Project Highlights:

  • Pioneering work to study the limits of life;
  • Isolation of novel poly-extremophiles;
  • Training in interdisciplinary techniques including microbiology, bioinformatics and geochemistry.

Extremophilic microorganisms live in some of the most extreme environments on Earth. They can thrive in conditions that were previously deemed inhospitable for life, including extremely high temperatures, high concentration salt solutions, acidity or alkalinity. Extremophilic microorganisms are also thought to have been the first representation of life on early Earth and may have played an important role in the evolution of the Earth’s atmosphere. Studying extremophilic microorganisms is important in order: 1) to characterise the physical and chemical boundaries of life on Earth; 2) to understand how life may have evolved on early Earth; 3) to identify potential enzymes that can be used in biotechnology; 4) to understand potential life elsewhere in the Solar System.

As part of a large research grant (£ 6.7 million from Research England), we will be carrying out field work in some of the most extreme environments on Earth. The actual field site for this studentship will be defined as part of this project. This studentship will focus on 1) understanding how microbial communities survive in an extreme environment using a metagenomic approach; 2) isolating novel extremophiles to understand the physiological requirements for survival. The project will use a combination of state-of-the-art molecular techniques and microbiology.


An example of an extreme environment: the sabkhas of Western Sahara.


To understand how life exists within such an extreme environment both culture-independent and -dependent approaches will be used. This will involve extracting DNA from the samples and identifying 1) the microbial species within the environment and 2) the mechanisms that they employ to survive and 3) metabolise. It will involve culturing and isolating (both aerobic and anaerobic) microorganisms and investigating their limits of habitability.

Training and Skills

The student will also gain training in specific techniques in molecular biology and microbiology.

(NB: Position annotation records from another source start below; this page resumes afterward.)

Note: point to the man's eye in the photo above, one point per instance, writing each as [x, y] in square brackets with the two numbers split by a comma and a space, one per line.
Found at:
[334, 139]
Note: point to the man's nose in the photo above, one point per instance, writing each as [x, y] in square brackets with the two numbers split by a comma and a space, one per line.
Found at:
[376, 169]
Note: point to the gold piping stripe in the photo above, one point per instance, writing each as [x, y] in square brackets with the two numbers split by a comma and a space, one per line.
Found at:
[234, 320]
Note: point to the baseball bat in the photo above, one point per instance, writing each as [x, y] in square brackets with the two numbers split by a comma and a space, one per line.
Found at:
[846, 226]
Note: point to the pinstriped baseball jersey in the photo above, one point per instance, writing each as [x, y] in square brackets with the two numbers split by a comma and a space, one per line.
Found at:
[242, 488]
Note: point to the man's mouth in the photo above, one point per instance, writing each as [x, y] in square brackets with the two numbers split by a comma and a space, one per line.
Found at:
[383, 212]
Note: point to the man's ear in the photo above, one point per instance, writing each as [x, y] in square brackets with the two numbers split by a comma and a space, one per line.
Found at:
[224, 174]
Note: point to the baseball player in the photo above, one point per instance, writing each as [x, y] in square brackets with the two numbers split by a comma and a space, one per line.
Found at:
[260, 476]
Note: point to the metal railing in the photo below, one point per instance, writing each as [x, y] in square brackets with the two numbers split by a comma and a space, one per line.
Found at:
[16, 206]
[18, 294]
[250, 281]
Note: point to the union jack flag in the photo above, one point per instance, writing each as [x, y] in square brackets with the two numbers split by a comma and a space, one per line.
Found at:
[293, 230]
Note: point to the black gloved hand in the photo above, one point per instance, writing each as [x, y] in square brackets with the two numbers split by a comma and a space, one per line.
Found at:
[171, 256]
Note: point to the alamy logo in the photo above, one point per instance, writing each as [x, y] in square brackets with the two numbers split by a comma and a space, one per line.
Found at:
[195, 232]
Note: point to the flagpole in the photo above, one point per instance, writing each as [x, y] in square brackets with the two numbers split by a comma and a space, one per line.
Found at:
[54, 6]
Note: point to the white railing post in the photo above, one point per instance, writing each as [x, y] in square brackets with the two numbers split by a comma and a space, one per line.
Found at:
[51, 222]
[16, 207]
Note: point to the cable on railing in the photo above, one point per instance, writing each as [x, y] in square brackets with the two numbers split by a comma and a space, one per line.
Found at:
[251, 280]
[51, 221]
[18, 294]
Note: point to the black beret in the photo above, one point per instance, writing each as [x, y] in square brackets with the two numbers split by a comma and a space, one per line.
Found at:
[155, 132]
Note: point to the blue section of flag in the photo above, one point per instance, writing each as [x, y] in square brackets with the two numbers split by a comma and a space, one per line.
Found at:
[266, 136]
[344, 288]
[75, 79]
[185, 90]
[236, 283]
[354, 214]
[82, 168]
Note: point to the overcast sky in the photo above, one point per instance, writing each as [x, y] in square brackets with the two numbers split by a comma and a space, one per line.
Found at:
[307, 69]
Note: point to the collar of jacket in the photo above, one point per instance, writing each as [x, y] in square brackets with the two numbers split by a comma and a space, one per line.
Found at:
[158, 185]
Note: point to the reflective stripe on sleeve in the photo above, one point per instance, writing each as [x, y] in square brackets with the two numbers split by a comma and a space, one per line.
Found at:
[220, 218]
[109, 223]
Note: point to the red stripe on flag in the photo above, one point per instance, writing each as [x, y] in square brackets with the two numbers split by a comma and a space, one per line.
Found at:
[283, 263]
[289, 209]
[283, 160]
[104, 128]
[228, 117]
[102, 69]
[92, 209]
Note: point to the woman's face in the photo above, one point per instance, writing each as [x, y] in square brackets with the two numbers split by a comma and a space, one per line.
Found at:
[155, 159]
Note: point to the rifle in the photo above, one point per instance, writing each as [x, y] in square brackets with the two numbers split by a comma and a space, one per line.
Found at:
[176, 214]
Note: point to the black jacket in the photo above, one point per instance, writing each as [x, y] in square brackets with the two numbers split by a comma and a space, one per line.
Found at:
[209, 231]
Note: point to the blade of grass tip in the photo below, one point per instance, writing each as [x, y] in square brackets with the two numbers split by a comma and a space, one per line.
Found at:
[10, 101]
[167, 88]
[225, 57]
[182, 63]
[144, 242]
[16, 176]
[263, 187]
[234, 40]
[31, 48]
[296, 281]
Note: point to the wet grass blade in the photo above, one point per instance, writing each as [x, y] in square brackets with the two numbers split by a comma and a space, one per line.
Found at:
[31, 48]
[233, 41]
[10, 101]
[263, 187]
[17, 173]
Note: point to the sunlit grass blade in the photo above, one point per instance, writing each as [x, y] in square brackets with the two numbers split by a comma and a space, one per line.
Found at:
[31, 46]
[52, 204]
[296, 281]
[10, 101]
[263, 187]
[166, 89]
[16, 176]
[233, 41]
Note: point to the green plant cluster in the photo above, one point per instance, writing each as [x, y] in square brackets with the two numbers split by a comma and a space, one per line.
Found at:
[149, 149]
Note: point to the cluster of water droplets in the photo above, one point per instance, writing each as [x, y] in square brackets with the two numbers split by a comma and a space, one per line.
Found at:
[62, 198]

Year 1: Perform a literature review and carry out field work and initial training in metagenomics. Set up cultures for isolation.

Year 2: Submit manuscript regarding microbial diversity. Perform metagenomics analyses and prepare and submit manuscript regarding metabolism. Isolate and characterise extremophiles. Present results at a national conference.

Year 3: Prepare and submit manuscript regarding mechanisms of survival. Write and submit thesis. Present data at an international conference.

Partners and collaboration (including CASE)

Sophie Nixon (Manchester University) has expertise in analysing environmental metagenomics data. Barbara Cavalazzi (University of Bologna, Italy) has extensive expertise in field work in extreme environments. Eric Bapteste (Université Pierre et Marie Curie) has expertise in evolutionary bioinformatics.

Further Details

Students should have a strong background in environmental microbiology and/or molecular biology. The student will join a research team that has extensive experience working with extremophilic microorganisms at the Open University, as well as working with an active team of geochemists.

The successful student will join the well-established AstrobiologyOU (more details will be found here) and a vibrant  postgraduate community at the Open University.